# Common Data Structures in Python

There are many different data structures that are used in python. Most prominently used are `numpy arrays`, `pandas dataframes` and `dictionaries`.

In this notebook, we will talk about these and how they are used within the python language

![Numpy](../static/Numpy.png)

## Numpy Arrays

An array is a datastructure we can use to store information in. Arrays can be n-dimensional, but typically they are 1- or 2-Dimensional.

          This is a 1-Dimensional Array
          np.array([0,1,2,3])

          This is a 2-Dimensional Array
          np.array([[0,1,2,3],
                    [4,5,6,7]])

What you can see in this example is actually nothing more than calling the `np.array()` function and passing a `list` [0,1,2,3] to it

Within a numpy array, the stored datatypes must be `homogeneous` meaning that they all need to belong to the same data type.

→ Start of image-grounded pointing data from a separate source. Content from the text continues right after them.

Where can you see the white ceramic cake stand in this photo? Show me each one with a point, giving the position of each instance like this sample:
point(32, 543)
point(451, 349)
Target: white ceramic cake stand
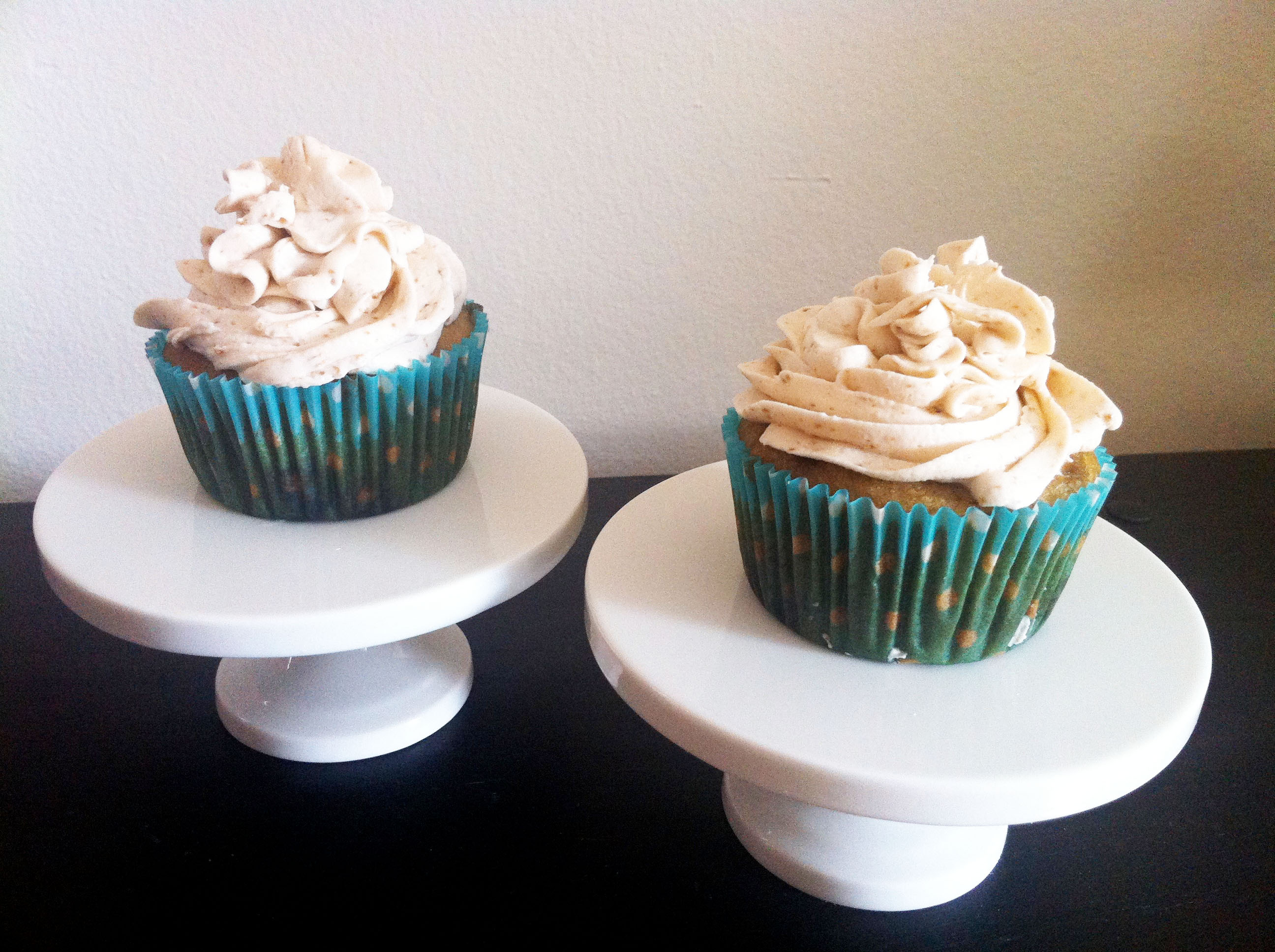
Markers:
point(889, 785)
point(319, 624)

Numpy arrays are optimized to be used for numerical computations.

We will now start to explore the numpy environment and the numpy arrays.

So first, start by `importing numpy as np`

We will not work with real data *yet*, but rather simulate our own numpy arrays to work with. Numpy offers some really useful functions we can use to generate our arrays.

Lets start with the `numpy.random.rand` function.

They key arguments we need to pass to the function are the `shape` of the array we want to create. Lets start by creating a 1-Dimensional Array first.

The first argument determines the number of *rows* we want our array to have, where as the second argument determines the number of columns.

### **Exercise**

Create a 1-D numpy array using the `rand` function from the `random` module (from the `numpy` package). Use it to create a numpy array with **1** Row and **20** Columns.

Assign your array to a variable called "RandomArray".

In [11]:
import numpy as np

In [12]:
RandomArray = np.random.rand(1,20)

The information about the `shape` (e.g, how many rows and colum we have) is actually stored within the array element itself. We can access it with `array.shape`

In [13]:
RandomArray.shape

(1, 20)

Indexing a Numpy Array 

In [37]:
RandomArray[:,:]

array([[0.48717182, 0.03035302, 0.30656875, 0.79526604, 0.93950624,
        0.61541519, 0.79135653, 0.90462905, 0.12916138, 0.43791648,
        0.12838649, 0.91423623, 0.41345175, 0.73463452, 0.02307464,
        0.24663635, 0.81967195, 0.30473204, 0.67198669, 0.33036913]])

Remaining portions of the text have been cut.